A night out in the open. I swallowed hard. “I think we should ride faster.”
* * *
—
By the time dusk fell, the horses were laboring hard and my body ached from bouncing up and down for hours on Bjorn’s lap. Judging from his groans as he slowly dismounted his horse, falling on his back in the dirt and shouting at the sky that he’d lost the ability to sire children, he’d not fared much better.
Yet it was the first time since we’d left Halsar that anyone laughed, so I welcomed the release of tension even if it was at my expense. The warriors jostled and elbowed one another as they tended the mounts, the thralls Snorri had brought moving to prepare dinner while their mistress perched on a rock, clearly above doing anything at all.
I hesitated, not certain where I belonged, then moved to join the thralls. For while I didn’t know how to prepare the defense of a camp, I did know how to make a fire and dress game.
Carefully stacking a pile of kindling, I stuffed moss under the sticks. My scarred hand was painfully stiff, likely from my training with Bjorn, and I struggled to grip my knife to strike the flint.
“There’s an easier way.” Bjorn crouched next to me, axe appearing in his hand.
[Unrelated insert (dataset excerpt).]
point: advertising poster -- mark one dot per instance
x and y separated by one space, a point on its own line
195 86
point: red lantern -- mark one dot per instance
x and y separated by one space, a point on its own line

The crimson fire flickered and danced as he shoved it into my carefully assembled stack of wood, knocking everything askew before disappearing into the darkness.
I eyed the weapon, this the first opportunity I’d had to really scrutinize the axe up close. It gave off tremendous heat, though the sweat that beaded on my brow was more from nerves than the temperature, as I remembered how it had felt when it seared my palm. How in the heartbeat I’d held it, the crimson fire had enveloped my hand as though it intended to consume me. As though Tyr himself wanted to punish me for wielding a weapon never meant for my hands.
Yet my curiosity was greater than my fear, and I bent closer, squinting against the glow. Beneath the flickers of fire, the axe itself appeared to be made from translucent glass with patterns etched along the blade and haft.
Realizing the thralls were watching, I pushed kindling on top of the axe. The wood swiftly ignited, the oranges and golds and blues of natural flame mixing with the blood-red god-fire as I added larger pieces.
“Will you describe to me the specter’s appearance?” Steinunn knelt next to me, her cloak slipping dangerously close to Bjorn’s axe. I reached to move the fabric even as I said, “Hooded. Embers and smoke poured from it as though it were aflame beneath its cloak.”